- Clojure Data Analysis Cookbook(Second Edition)
- Eric Rochester
- 555字
- 2021-08-06 19:26:09
Parsing custom data formats
If you work with data for long enough, you'll eventually come across data that you can't find a library for, and you'll need to write your own parser. Some formats might be simple enough for regular expressions, but if you need to balance syntactic structures in the input, or handle anything too complicated, you're probably better off creating a custom parser. Sometimes, custom parsers can be slower than regular expressions for very large inputs, but sometimes they're still your best option.
Clojure, and most functional languages, are great for parsing, and many have parser-combinator libraries that make writing parsers extremely simple.
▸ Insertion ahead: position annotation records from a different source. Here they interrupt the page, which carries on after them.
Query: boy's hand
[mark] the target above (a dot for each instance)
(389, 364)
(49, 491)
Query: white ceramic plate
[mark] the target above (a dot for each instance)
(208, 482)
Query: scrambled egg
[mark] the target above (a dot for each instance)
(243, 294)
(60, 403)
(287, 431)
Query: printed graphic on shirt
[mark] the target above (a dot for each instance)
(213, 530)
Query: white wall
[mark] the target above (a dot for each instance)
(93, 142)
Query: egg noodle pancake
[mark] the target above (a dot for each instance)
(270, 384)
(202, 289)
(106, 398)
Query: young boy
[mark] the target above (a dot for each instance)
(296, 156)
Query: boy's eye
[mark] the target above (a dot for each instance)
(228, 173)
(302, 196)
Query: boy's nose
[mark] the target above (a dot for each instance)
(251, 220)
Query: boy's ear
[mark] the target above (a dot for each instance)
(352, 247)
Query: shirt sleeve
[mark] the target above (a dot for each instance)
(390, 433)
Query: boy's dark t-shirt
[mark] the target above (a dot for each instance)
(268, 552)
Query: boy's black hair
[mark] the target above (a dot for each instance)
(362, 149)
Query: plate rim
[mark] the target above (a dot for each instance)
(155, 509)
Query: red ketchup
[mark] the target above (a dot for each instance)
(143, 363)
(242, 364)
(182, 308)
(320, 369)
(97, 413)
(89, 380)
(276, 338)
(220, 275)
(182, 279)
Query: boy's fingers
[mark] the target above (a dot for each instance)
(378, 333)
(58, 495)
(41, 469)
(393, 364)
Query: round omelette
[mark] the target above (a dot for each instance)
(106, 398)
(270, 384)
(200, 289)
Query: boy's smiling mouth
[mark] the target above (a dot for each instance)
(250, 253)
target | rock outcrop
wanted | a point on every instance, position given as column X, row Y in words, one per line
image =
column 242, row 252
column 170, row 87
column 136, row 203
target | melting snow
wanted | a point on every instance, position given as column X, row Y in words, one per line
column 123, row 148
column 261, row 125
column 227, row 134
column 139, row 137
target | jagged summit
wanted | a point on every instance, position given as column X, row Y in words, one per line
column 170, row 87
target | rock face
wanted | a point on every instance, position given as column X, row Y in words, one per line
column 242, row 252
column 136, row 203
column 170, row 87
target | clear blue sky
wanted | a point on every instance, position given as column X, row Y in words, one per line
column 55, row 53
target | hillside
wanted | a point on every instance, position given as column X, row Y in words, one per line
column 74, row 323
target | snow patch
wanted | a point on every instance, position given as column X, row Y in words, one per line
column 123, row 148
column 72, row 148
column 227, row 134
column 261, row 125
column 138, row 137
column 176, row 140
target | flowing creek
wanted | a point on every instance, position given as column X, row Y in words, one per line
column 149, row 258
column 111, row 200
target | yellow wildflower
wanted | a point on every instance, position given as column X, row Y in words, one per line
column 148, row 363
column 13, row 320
For this recipe, as an example of a data format that needs parsing, we'll work with some FASTA data (http://en.wikipedia.org/wiki/FASTA_format). FASTA is a file format that's used in bioinformatics to exchange nucleotide and peptide sequences. Of course, there are parsers already for this, but it's a simple, yet non-trivial format, which makes a good example case for this recipe.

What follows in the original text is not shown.